Anku hatte schon viel über Bestien gehört, doch nie zuvor eine gesehen. Verron deutete mit dem Finger auf ein schwarzes Gewimmel, das sich zu Füßen der Guglus über den Boden bewegte.

„Ist es wahr, dass die Bestien ihre Opfer aussaugen?“

„Ja, ich fürchte, das ist es.“

„Warum tun sie den Guglus nichts?“

„Weil sie sich von Menschen ernähren, du Dummkopf.“

„Warum tun sie den Reitern nichts?“

„Das weiß ich doch nicht und jetzt beeil dich!“

Ankus Hemd klebte schweißnass an seinem Rücken. Die Angst lähmte ihn und seine Gliedmaßen zitterten unkontrolliert. Die Luft war dünn, denn sie befanden sich schon etwa eine Meile über dem Boden. Für die Guglus waren die steilen Pässe kein Problem. Sie stammten aus bergigen Regionen und waren hervorragende Kletterer. Mit ihren Tatzen fanden sie leicht Halt in Felsnischen und das Gewicht ihrer Reiter schränkten sie nur geringfügig ein. Unerbittlich holten sie auf. Anku konnte ihre Grunzgeräusche bereits hören und das, obgleich die Rotte gegen den Wind zog.
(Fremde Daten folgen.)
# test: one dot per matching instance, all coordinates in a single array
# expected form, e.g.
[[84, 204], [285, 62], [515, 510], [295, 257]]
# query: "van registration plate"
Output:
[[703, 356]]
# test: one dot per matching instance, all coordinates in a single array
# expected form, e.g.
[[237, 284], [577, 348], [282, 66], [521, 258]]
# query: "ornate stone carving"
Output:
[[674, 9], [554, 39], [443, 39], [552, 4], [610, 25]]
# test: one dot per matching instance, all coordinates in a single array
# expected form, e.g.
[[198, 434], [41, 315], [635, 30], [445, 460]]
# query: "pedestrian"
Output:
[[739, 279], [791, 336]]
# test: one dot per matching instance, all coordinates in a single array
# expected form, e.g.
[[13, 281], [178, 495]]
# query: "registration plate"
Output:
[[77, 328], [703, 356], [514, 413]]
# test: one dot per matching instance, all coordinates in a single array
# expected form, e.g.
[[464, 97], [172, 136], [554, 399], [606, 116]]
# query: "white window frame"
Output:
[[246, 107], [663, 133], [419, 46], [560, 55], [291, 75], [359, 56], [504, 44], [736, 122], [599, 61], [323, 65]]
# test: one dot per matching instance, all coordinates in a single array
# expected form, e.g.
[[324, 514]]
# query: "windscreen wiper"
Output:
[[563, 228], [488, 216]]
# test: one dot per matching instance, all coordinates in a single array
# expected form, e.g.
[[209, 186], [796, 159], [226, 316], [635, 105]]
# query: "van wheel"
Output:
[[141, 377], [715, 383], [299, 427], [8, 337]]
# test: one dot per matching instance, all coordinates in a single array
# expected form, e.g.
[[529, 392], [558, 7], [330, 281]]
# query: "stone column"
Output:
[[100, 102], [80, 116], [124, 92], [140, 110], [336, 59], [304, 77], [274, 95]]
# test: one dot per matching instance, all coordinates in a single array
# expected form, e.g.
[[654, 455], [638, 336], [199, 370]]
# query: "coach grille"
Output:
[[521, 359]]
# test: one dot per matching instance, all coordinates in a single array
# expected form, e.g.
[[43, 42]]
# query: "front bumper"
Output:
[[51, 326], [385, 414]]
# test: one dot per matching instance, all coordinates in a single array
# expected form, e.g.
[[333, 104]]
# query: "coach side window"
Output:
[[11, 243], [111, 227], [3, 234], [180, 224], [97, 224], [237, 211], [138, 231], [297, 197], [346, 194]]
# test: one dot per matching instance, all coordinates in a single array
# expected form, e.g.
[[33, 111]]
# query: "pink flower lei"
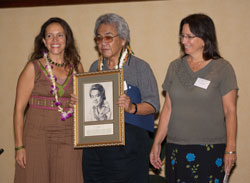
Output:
[[64, 114]]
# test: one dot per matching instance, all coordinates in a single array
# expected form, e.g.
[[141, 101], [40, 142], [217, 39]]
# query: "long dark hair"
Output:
[[71, 55], [203, 27], [101, 90]]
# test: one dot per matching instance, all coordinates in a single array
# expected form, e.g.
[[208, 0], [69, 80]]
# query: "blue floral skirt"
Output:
[[195, 163]]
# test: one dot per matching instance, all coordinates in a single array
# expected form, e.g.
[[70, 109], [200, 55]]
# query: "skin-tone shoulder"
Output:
[[24, 89]]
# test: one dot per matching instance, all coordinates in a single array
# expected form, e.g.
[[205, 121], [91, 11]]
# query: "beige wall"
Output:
[[154, 31]]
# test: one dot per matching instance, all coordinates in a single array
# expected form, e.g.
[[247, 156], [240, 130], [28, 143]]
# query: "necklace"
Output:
[[54, 63], [195, 65], [64, 114], [122, 59]]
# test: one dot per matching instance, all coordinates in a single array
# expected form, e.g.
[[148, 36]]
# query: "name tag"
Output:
[[202, 83]]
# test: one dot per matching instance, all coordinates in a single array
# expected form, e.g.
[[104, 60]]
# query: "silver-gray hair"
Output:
[[118, 21]]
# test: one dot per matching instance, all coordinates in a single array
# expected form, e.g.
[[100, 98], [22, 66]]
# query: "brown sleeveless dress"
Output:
[[48, 141]]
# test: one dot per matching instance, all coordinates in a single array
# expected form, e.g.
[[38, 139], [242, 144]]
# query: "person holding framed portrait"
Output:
[[129, 163]]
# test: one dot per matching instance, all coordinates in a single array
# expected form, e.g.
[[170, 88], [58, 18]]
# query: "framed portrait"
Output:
[[98, 120]]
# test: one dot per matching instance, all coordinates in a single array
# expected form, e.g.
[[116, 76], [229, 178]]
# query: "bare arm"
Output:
[[24, 88], [229, 105], [161, 133]]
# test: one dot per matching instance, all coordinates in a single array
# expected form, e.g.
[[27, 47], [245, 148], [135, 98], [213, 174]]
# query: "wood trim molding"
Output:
[[32, 3]]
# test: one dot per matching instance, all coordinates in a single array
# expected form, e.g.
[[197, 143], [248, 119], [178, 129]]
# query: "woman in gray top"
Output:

„Verron, ich schaffe es nicht mehr.“

Anku sank gegen einen mannshohen Steinbrocken und keuchte schwer.

„Reiß dich zusammen. Wenn sie uns erwischen, sind wir tot!“

„Ich bekomme keine Luft mehr.“

„Tragen kann ich dich nicht. Du bist viel größer als ich“, teilte ihm der Dieb gelassen mit.

Anku riss die Augen auf. „Du würdest mich also tatsächlich im Stich lassen?“

„Wenn du schlapp machst, ja.“

„Du bist ja ein toller Freund.“

„Ich behauptete nie, wir seien Freunde. Nenn es meinetwegen Reisegefährten.“

Anku wurde zornig. Er fühlte wie die Wut ihm neue Kraft verlieh. Trittsicher überwand er rutschige Passagen, sprang über Wasserrinnsale, die immer wieder den Weg kreuzten. Er ließ sich gewiss nicht von einem Dieb übertrumpfen. Seine Schritte wurden schneller und schneller. Bald hatte er Verron weit hinter sich gelassen. Wer trägt hier wen, Dieb, dachte er verbissen.

Verron hatte genau das erreicht, was er bezweckt hatte. Der Junge schaffte es aus eigener Kraft.

Den kleinen Kundschaftertrupp, der ihm auflauerte, bemerkte er erst, als es zu spät war. Ein starker Arm schlang sich um seinen Hals und riss ihn zurück. Noch bevor er den Mund zu einem Schrei öffnen konnte, fühlte er Metall an seiner Kehle.